The following bug has been logged online:
Bug reference: 1859
Logged by: Nathan Culwell-Kanarek
Email address: nculwell@wisc.edu
PostgreSQL version: 8.0.3
Operating system: Fedora Core Linux 4
Description: 3-octet private use UTF8 chars reported as identical
Details:
-------------------------------------
Bug description:
-------------------------------------
Our project is using a specialized Unicode character set that uses some
characters from the private use area, displayed with the Aborginal Serif
font (the font can be freely downloaded at http://www.languagegeek.com/), to
represent the Menominee language. We've run into a problem, which is that
the PostgreSQL backend is interpreting 4 of the private use characters as
being equivalent. A SELECT query using the equality character indicates that
they are equal, and when there is a field with a uniqueness constraint then
it cannot have 2 values that differ only by a minimal pair of the private
use characters.
Note: The private use characters in question are 3 octets long in UTF-8
encoding, which is what we're using.
-------------------------------------
Program to reproduce the bug:
-------------------------------------
#!env perl
# Create a test database.
system "createdb -E unicode bugdb";
# Define constants for the private use Unicode
# characters. These are defined by explicitly
# encoding the UTF-8 octets that compose the
# characters we need. From here on the characters
# are referred to through these variables.
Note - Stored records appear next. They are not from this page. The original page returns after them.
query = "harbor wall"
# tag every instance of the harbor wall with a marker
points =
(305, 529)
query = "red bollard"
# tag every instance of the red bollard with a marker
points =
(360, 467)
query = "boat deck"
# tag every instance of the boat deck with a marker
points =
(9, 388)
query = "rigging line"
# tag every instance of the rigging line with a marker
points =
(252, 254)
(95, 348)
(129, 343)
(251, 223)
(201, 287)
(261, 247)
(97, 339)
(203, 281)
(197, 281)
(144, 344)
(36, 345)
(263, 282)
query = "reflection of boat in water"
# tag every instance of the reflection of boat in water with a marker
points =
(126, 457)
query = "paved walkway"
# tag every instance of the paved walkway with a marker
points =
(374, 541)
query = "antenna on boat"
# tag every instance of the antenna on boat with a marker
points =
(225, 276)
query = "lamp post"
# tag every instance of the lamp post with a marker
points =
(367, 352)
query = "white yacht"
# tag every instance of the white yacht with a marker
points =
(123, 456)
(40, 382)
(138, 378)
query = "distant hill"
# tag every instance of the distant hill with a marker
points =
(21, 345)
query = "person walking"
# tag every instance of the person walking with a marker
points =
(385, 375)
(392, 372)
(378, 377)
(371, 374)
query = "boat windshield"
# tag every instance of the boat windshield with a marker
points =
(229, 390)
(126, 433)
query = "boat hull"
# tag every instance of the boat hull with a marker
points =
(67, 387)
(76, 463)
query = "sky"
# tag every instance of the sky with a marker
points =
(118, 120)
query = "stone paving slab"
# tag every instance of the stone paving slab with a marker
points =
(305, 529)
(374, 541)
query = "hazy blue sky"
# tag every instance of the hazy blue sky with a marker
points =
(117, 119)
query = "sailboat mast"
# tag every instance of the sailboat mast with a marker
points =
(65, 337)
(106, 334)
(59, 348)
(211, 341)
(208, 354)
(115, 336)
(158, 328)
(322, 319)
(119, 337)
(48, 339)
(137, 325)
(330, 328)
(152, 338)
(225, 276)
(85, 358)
$UTF8_AE = "\xEF\x98\xB6"; # AE
$UTF8_ae = "\xEF\x98\xB7"; # ae
$UTF8_AE_mac = "\xEF\x98\xB8"; # AE-macron
$UTF8_ae_mac = "\xEF\x98\xB9"; # ae-macron
sub exec_sql {
my $sql = shift;
system 'psql -d bugdb -e -c "' . $sql . '"';
}
# Make SELECT queries to compare strings that should be
# distinct; the expected result for each of these
# queries is FALSE.
exec_sql("SELECT '$UTF8_AE' = '$UTF8_AE_mac'");
exec_sql("SELECT '$UTF8_AE' = '$UTF8_ae'");
exec_sql("SELECT '$UTF8_AE' = '$UTF8_ae_mac'");
exec_sql("SELECT '$UTF8_ae' = '$UTF8_AE_mac'");
exec_sql("SELECT '$UTF8_ae' = '$UTF8_ae_mac'");
exec_sql("SELECT '$UTF8_AE_mac' = '$UTF8_ae_mac'");
# Make a table with a VARCHAR field as the primary key
# (thus the field has UNIQUE and NOT NULL constrants).
# Add 2 distinct strings, it should be valid to have
# both values in the field in different records.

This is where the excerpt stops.